For instance, Wake Forest also hosts a number of left-wing, progressive research institutes—e.g., the Pro Humanitae Institute and Anna Julia Cooper Center—which receive funding from various left-wing foundations and sources. The Pro Humanitae Institute’s directors and faculty are not in any obvious way more impressive or accomplished than Jim Otteson, who at the time of the controversy was the director of the Eudaimonia Institute. (Jim has since been hired by Notre Dame, a much better university.) The Pro Humanitae Institute pushes left-wing social justice causes. As far as I can tell from their website, it focuses far more on activism than on scholarship.[i] Indeed, as far as I can tell, it does not focus on scholarship at all; in contrast, the Eudaimonia Institute is research and teaching center with no apparent activist activity. The Anna Julia Cooper Center focuses on “advancing justice through intersectional scholarship”; by its own self-description, scholarship is meant to serve a political outcome.[ii] Even though I publish on social justice issues and have a first rate academic résumé, I doubt they’ll invite me to speak anytime soon. I don’t share their politics, and their website reveals they only invite people with their political viewpoint.[iii]

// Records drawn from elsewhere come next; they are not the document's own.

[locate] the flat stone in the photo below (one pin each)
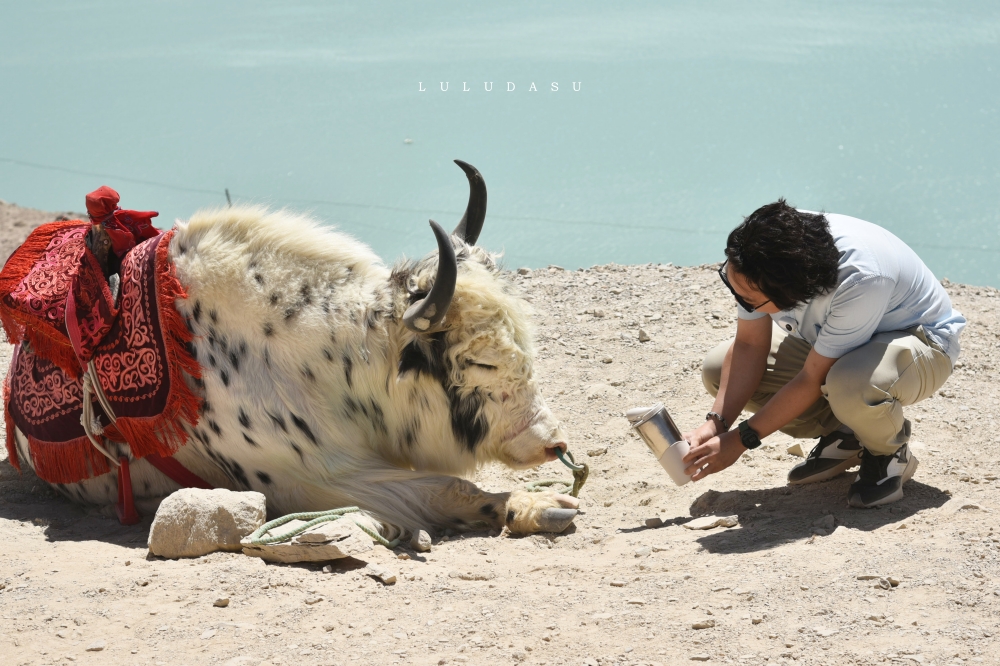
(421, 541)
(332, 540)
(380, 574)
(827, 522)
(192, 522)
(710, 522)
(471, 575)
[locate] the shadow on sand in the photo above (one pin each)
(771, 517)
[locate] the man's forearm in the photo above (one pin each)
(741, 374)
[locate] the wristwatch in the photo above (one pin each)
(749, 436)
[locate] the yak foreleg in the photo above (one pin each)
(406, 501)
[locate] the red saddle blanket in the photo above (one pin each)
(140, 351)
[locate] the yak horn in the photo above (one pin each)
(431, 309)
(475, 212)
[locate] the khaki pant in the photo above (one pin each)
(865, 389)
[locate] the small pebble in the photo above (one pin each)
(421, 541)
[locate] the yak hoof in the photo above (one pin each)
(556, 520)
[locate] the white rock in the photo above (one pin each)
(193, 522)
(380, 574)
(709, 522)
(421, 541)
(332, 540)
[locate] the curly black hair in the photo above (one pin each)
(786, 254)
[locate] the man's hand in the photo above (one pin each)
(713, 455)
(706, 431)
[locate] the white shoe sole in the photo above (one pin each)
(826, 475)
(911, 469)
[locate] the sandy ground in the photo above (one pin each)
(609, 591)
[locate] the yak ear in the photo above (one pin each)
(471, 225)
(430, 310)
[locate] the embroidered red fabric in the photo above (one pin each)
(125, 227)
(141, 364)
(36, 283)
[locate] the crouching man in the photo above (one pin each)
(858, 328)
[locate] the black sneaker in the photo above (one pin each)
(881, 478)
(835, 453)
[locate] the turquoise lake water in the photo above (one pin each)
(688, 117)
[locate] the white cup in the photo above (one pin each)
(672, 460)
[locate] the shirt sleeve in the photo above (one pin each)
(855, 313)
(743, 314)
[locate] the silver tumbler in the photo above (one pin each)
(662, 437)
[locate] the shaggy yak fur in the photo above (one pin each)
(318, 396)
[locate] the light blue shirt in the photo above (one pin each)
(882, 285)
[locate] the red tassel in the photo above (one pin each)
(164, 433)
(66, 462)
(47, 340)
(12, 456)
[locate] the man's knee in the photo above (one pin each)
(711, 368)
(849, 387)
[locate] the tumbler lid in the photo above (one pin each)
(639, 415)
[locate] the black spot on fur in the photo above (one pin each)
(467, 420)
(278, 420)
(348, 366)
(304, 427)
(238, 472)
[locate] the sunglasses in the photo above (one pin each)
(739, 299)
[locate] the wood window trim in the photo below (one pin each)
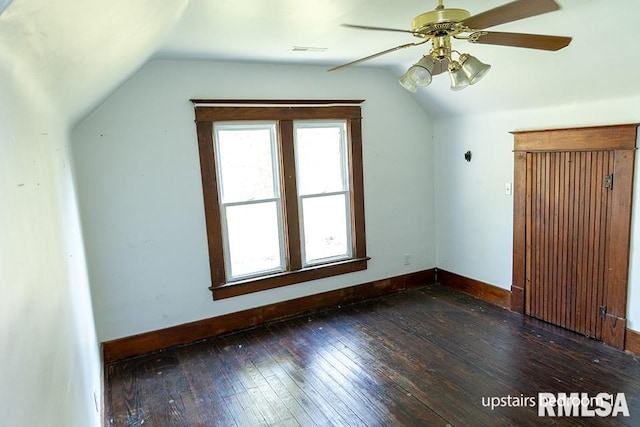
(284, 112)
(618, 138)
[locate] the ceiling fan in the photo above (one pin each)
(442, 24)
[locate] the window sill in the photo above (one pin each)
(243, 287)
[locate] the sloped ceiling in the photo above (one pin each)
(80, 51)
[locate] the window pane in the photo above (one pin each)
(254, 239)
(246, 163)
(320, 159)
(325, 227)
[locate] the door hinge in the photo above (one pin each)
(603, 311)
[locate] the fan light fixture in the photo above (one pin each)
(441, 25)
(465, 71)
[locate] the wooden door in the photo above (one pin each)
(568, 215)
(572, 215)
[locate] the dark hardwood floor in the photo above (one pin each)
(427, 357)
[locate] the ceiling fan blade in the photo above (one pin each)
(440, 67)
(510, 12)
(368, 27)
(375, 55)
(530, 41)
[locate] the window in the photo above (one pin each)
(283, 192)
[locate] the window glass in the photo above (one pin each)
(246, 154)
(325, 228)
(320, 157)
(253, 239)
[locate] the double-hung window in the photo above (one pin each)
(283, 192)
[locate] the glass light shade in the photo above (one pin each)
(474, 69)
(406, 83)
(420, 73)
(459, 79)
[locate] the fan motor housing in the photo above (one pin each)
(438, 16)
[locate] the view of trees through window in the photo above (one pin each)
(248, 156)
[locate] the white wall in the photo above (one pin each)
(138, 179)
(474, 216)
(49, 363)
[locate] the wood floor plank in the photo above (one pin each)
(425, 357)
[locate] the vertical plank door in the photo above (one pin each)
(572, 216)
(567, 222)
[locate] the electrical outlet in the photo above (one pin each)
(407, 259)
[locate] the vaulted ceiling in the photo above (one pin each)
(80, 51)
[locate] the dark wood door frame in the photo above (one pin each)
(618, 138)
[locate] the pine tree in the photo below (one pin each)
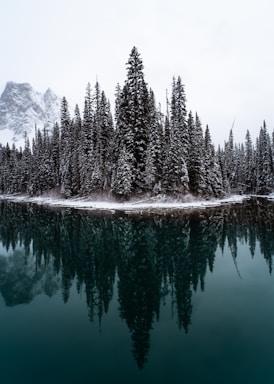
(249, 165)
(66, 150)
(196, 169)
(86, 145)
(178, 178)
(154, 150)
(213, 175)
(137, 117)
(123, 150)
(264, 162)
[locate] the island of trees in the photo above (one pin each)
(140, 151)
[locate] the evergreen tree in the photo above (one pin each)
(137, 116)
(178, 178)
(196, 169)
(66, 147)
(264, 163)
(154, 151)
(213, 174)
(249, 165)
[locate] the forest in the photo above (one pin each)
(139, 151)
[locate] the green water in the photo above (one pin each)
(181, 298)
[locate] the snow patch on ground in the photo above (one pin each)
(147, 205)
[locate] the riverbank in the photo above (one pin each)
(137, 205)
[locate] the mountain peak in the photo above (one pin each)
(22, 108)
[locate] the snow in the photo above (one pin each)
(156, 205)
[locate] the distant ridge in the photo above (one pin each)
(22, 108)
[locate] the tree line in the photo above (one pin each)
(139, 151)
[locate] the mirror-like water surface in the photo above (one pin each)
(187, 298)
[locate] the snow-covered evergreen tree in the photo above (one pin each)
(264, 165)
(213, 174)
(66, 148)
(178, 178)
(196, 162)
(153, 167)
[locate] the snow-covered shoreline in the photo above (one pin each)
(144, 205)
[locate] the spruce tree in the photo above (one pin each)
(178, 178)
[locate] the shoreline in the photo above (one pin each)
(145, 205)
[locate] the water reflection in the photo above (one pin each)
(151, 258)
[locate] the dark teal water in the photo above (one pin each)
(181, 298)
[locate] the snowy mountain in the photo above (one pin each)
(22, 107)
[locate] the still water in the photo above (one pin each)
(181, 298)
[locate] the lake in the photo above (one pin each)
(181, 297)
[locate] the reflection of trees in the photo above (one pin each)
(153, 257)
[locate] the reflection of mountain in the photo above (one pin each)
(152, 257)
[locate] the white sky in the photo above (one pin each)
(222, 49)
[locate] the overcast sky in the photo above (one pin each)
(222, 49)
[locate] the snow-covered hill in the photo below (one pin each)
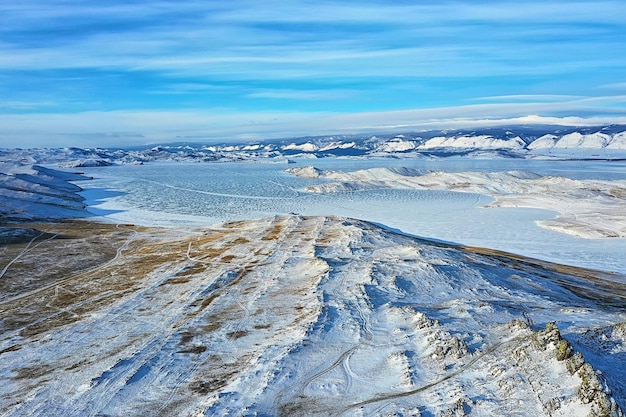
(306, 316)
(600, 142)
(586, 208)
(30, 192)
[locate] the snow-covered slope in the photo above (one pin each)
(473, 142)
(586, 208)
(533, 141)
(301, 316)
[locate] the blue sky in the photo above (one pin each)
(86, 73)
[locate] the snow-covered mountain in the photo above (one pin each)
(600, 142)
(30, 192)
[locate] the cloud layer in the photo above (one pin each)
(67, 60)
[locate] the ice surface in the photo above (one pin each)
(201, 194)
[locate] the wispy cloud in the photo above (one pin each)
(249, 57)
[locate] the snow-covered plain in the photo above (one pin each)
(587, 208)
(290, 315)
(200, 194)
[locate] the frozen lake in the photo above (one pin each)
(197, 194)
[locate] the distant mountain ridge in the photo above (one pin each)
(522, 141)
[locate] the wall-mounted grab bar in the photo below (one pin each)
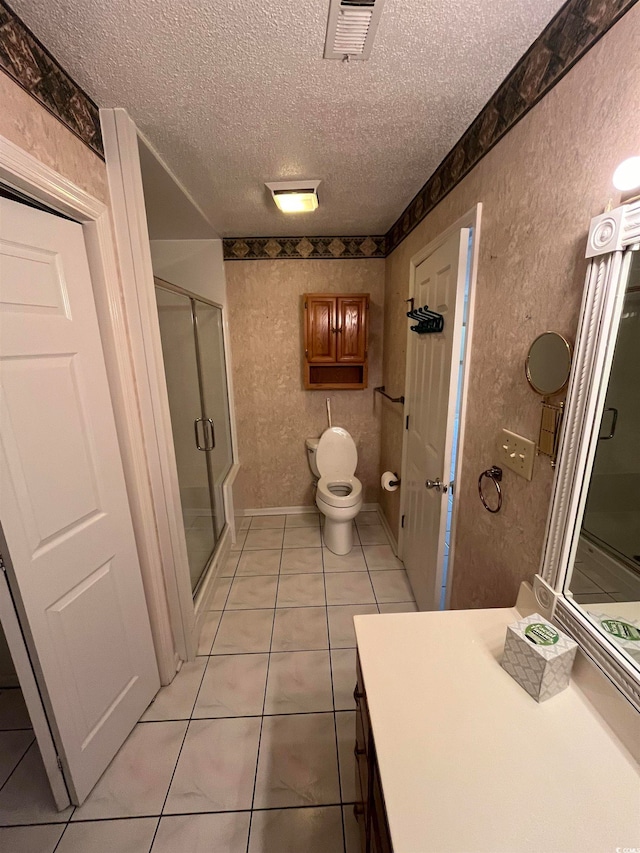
(381, 390)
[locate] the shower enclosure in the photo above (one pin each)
(193, 353)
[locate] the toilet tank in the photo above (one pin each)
(312, 446)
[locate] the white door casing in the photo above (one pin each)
(74, 570)
(433, 370)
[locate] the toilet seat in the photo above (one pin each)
(332, 491)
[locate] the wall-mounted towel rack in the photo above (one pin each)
(428, 321)
(381, 390)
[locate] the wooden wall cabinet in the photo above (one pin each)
(335, 340)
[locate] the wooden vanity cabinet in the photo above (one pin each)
(335, 340)
(370, 810)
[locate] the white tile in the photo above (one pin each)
(259, 563)
(373, 534)
(203, 833)
(351, 562)
(252, 593)
(267, 522)
(137, 780)
(244, 631)
(399, 607)
(342, 633)
(13, 745)
(381, 557)
(260, 540)
(301, 560)
(349, 588)
(303, 519)
(352, 830)
(298, 762)
(208, 631)
(299, 682)
(391, 586)
(302, 537)
(301, 591)
(217, 766)
(300, 629)
(230, 566)
(233, 686)
(220, 592)
(13, 711)
(30, 839)
(346, 728)
(241, 538)
(26, 796)
(176, 700)
(316, 830)
(367, 518)
(343, 672)
(107, 836)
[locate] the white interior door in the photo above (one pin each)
(433, 370)
(73, 569)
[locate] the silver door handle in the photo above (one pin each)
(195, 430)
(213, 433)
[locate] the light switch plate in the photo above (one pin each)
(517, 453)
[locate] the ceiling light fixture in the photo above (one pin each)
(627, 176)
(295, 196)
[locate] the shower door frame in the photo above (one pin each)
(194, 297)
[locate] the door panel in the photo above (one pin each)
(433, 381)
(352, 329)
(74, 571)
(321, 322)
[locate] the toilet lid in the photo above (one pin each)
(336, 455)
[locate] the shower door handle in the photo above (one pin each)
(197, 436)
(213, 433)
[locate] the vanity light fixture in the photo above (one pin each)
(627, 176)
(295, 196)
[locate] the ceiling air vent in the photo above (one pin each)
(351, 28)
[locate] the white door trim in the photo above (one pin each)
(22, 171)
(471, 219)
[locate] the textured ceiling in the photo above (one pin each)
(233, 94)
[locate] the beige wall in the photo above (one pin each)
(539, 187)
(274, 413)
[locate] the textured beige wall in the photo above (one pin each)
(27, 124)
(274, 413)
(539, 187)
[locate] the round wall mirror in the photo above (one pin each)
(548, 363)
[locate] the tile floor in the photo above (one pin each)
(250, 749)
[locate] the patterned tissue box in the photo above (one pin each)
(538, 656)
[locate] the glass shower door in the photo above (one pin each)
(215, 400)
(191, 433)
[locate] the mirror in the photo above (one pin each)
(589, 580)
(548, 364)
(605, 576)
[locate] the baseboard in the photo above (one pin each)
(387, 529)
(295, 510)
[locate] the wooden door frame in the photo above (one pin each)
(23, 172)
(471, 219)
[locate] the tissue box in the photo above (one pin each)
(538, 656)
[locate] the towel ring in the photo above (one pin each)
(495, 475)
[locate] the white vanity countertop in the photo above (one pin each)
(470, 762)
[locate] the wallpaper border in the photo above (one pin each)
(28, 63)
(302, 248)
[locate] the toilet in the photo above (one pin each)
(333, 458)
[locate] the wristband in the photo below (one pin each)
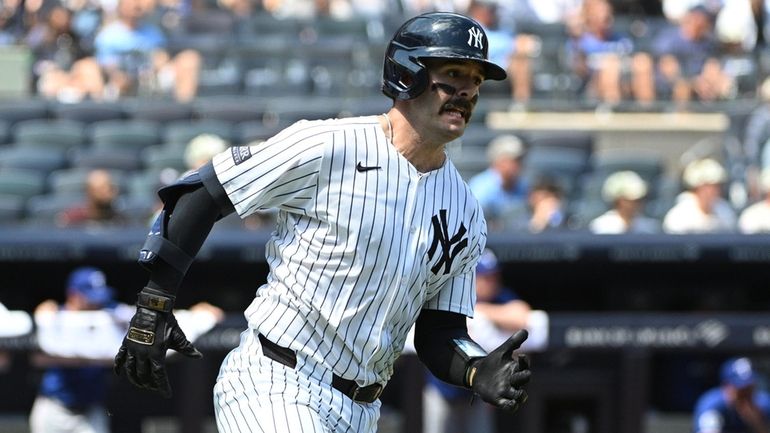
(155, 300)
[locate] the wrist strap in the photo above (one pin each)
(155, 300)
(470, 373)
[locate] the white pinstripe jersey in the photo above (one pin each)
(357, 252)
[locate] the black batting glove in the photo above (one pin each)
(152, 331)
(499, 377)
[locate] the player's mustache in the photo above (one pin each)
(456, 102)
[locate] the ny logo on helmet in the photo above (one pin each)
(475, 38)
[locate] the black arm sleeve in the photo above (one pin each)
(188, 227)
(435, 336)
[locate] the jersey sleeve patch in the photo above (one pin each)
(240, 154)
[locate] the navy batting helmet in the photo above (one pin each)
(438, 35)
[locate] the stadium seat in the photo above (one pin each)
(129, 135)
(43, 160)
(265, 26)
(269, 68)
(209, 21)
(72, 181)
(89, 111)
(647, 163)
(230, 109)
(564, 165)
(157, 110)
(477, 136)
(50, 134)
(582, 141)
(23, 183)
(145, 183)
(248, 132)
(164, 156)
(107, 158)
(42, 210)
(12, 208)
(13, 111)
(219, 73)
(5, 131)
(182, 131)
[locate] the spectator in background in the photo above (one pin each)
(625, 191)
(756, 218)
(498, 312)
(62, 68)
(736, 406)
(511, 51)
(202, 148)
(689, 63)
(131, 51)
(500, 189)
(701, 209)
(755, 142)
(546, 202)
(603, 58)
(99, 207)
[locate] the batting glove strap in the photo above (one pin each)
(155, 300)
(499, 378)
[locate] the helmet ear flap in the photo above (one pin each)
(406, 77)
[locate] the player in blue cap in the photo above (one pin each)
(71, 397)
(737, 405)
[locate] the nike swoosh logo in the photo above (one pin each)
(362, 168)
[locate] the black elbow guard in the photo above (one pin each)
(443, 345)
(157, 245)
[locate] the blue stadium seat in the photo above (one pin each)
(88, 111)
(43, 160)
(182, 131)
(231, 109)
(108, 158)
(157, 110)
(23, 183)
(125, 134)
(72, 181)
(13, 111)
(164, 156)
(50, 134)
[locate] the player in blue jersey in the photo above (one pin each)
(736, 406)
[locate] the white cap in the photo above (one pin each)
(624, 184)
(508, 146)
(704, 172)
(202, 148)
(764, 179)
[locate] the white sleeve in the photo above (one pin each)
(281, 172)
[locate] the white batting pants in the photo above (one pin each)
(256, 394)
(51, 416)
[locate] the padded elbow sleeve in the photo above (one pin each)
(189, 211)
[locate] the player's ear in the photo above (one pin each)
(406, 80)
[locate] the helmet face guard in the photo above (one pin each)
(436, 35)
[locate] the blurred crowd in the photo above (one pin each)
(610, 54)
(671, 50)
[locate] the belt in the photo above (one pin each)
(287, 357)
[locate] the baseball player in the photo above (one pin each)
(375, 231)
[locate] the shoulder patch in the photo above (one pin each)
(240, 154)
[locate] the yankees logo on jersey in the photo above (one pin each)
(351, 204)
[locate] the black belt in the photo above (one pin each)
(287, 357)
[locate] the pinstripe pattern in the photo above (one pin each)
(255, 394)
(355, 255)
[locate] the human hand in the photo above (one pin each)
(499, 377)
(152, 331)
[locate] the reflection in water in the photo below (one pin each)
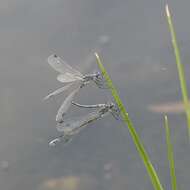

The faculty at Wake Forest have not caused a stink about these groups. UnKoch My Campus has not demanded these centers be subject to the same scrutiny as the Eudaimonia Institute. No one has signed a petition demanding that the faculty associated with such centers be subject to group control over what they may say, present, teach, and publish. No one, other than a campus conservative magazine, has asked them to disclose their funding or demanded proof that their funders are not interfering with hiring or other decisions.[iv]Oddly, they do not appear to have hired any conservative or libertarian scholars, but no one takes that as evidence that their donors are exercising veto power.
Why the difference in treatment? It’s possible that the well-motivated faculty petitioners at Wake Forest simply overlooked these two centers. It’s also possible that the well-motivated faculty petitioners scrupulously examined how these two left-wing centers were funded, examined how hires were made, and then concluded they were free of any corrupting rules or behaviors. But, there’s no evidence this happened. Rather, most likely, the faculty have not raised concerns about academic freedom simply because the centers push the political agenda of the majority of the faculty.